What is Repo Rate 2026: Current 5.25% Rate & How It Impacts Your EMI

When the Reserve Bank of India wants to slow down inflation or push the economy to grow faster, the first tool it reaches for is the repo rate. Every MPC meeting, every rate cut or hike, all of it circles back to this one rate. And yet, most people who follow this news every two months have never really understood what is repo rate or what it actually does to their money.

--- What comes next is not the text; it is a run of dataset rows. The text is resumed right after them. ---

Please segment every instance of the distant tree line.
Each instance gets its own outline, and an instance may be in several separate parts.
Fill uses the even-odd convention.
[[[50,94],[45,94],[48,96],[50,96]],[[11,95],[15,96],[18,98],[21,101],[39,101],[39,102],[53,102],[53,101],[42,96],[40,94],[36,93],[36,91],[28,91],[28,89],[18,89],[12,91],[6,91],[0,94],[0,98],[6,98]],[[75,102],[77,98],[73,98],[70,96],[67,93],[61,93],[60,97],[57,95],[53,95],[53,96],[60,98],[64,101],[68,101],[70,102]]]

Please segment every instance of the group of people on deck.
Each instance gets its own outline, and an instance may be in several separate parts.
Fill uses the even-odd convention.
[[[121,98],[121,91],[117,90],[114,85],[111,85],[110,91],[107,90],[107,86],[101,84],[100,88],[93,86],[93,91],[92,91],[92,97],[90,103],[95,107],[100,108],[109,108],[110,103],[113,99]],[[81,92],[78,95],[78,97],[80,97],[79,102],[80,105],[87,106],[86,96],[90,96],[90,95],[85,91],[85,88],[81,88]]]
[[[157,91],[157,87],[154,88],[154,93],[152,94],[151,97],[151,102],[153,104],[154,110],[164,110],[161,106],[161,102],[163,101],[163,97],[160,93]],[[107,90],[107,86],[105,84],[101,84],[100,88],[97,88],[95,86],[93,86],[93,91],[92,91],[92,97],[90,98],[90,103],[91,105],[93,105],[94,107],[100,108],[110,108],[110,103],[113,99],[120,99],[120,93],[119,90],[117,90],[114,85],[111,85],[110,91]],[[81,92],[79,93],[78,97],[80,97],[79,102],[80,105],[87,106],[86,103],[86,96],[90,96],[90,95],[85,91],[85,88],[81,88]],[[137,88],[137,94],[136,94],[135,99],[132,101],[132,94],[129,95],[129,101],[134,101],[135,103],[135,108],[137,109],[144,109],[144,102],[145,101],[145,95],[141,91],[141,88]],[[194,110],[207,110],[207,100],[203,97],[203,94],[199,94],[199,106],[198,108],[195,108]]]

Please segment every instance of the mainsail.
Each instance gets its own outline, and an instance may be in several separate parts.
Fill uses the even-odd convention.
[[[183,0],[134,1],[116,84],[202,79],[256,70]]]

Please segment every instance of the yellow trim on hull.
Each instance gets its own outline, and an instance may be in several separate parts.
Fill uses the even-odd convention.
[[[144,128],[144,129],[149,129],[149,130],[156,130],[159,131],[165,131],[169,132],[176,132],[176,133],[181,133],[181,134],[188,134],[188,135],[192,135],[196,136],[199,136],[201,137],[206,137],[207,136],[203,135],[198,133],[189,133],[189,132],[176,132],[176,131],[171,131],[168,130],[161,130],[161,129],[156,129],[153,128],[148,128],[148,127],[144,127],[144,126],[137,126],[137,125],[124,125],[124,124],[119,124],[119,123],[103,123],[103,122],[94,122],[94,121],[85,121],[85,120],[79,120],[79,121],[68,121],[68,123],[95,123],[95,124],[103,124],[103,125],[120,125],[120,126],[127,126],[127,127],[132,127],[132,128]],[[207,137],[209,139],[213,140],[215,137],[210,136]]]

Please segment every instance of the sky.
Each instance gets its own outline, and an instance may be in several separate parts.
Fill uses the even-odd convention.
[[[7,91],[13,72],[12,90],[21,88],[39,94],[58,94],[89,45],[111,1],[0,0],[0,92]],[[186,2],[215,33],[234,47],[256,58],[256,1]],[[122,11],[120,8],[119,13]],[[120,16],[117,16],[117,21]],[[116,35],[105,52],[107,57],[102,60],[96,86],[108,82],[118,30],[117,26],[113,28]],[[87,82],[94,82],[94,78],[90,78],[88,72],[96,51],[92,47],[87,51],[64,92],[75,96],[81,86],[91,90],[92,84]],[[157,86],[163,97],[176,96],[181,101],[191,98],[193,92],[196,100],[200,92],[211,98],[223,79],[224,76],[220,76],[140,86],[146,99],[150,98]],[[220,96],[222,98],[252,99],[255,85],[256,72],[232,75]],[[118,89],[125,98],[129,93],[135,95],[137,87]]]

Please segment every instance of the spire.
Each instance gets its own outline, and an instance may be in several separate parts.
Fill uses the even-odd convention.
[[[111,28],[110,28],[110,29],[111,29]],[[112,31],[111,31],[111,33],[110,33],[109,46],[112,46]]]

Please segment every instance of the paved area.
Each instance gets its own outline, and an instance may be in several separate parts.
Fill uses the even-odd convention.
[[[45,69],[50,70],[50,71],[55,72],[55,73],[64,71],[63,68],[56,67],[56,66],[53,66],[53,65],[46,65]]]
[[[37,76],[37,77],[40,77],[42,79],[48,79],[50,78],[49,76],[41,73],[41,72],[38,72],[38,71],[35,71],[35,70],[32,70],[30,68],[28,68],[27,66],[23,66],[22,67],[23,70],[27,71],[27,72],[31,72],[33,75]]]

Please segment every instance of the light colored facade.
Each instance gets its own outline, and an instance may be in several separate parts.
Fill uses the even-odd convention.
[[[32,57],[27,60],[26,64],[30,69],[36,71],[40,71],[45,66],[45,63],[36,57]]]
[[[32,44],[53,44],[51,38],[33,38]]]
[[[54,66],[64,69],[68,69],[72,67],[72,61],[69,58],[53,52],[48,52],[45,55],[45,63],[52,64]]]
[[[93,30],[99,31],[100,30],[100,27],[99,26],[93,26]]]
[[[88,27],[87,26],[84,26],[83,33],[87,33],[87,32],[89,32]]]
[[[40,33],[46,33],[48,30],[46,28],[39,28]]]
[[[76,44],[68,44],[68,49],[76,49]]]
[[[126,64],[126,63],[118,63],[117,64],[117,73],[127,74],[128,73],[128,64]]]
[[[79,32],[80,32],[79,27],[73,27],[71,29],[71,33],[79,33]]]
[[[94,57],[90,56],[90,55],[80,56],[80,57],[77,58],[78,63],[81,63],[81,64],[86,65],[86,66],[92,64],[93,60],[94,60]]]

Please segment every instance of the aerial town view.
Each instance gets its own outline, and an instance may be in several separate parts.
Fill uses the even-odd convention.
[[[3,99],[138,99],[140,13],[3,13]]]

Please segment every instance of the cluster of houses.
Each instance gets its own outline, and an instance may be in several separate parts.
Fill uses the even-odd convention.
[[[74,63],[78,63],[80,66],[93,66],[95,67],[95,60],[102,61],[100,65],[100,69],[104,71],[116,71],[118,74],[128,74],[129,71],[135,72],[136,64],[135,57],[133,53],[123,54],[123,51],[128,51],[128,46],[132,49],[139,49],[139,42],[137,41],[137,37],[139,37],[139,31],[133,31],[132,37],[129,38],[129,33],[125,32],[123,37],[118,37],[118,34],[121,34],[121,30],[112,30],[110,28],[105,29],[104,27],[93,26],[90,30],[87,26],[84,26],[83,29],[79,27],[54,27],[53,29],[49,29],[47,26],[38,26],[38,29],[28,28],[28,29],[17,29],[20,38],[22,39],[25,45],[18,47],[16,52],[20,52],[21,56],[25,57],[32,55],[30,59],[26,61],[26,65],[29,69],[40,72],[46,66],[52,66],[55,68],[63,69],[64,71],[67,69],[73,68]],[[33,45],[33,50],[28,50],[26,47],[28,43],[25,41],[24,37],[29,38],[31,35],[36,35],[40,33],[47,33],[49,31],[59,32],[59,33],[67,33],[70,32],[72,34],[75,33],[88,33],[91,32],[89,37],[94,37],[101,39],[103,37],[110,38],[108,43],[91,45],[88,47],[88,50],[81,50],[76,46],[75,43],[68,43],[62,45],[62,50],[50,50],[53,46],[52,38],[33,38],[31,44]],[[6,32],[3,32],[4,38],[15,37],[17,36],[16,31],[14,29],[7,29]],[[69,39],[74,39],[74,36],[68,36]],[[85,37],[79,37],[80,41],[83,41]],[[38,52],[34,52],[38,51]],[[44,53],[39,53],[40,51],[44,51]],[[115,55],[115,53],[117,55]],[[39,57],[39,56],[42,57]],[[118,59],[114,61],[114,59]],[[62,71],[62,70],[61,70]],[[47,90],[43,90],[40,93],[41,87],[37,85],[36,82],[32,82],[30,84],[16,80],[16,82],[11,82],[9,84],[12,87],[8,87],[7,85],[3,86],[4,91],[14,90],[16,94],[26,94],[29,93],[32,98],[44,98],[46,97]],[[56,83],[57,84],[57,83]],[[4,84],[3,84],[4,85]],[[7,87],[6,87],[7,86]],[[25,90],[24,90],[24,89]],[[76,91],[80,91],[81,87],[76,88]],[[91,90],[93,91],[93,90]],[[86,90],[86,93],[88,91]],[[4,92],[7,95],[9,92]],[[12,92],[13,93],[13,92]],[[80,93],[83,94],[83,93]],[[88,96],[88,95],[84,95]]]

This guide explains exactly that. What the repo rate is, how it works mechanically, why RBI changes it, and what it means for your home loan, your fixed deposit, and the stocks in your portfolio.

Related reading from this section: Reverse Repo Rate

What Is Repo Rate?

Repo rate is short for Repurchasing Option Rate

It is the interest rate at which the Reserve Bank of India lends short-term money to commercial banks. When a bank like SBI or HDFC needs funds urgently, it can borrow from the RBI by temporarily selling government securities to the central bank, with a promise to buy them back at a slightly higher price. The difference in that price, expressed as a percentage, is the repo rate.

Current repo rate (as of May 2026): 5.25%

Think of it this way: just as you pay interest when you borrow from a bank, banks pay interest when they borrow from the RBI. The repo rate is that interest.

The RBI reduced the repo rate by 25 basis points in December 2025, bringing it down to its current level. This followed a cumulative 125 basis points of cuts across FY2025-26. It is the most aggressive easing cycle since 2019.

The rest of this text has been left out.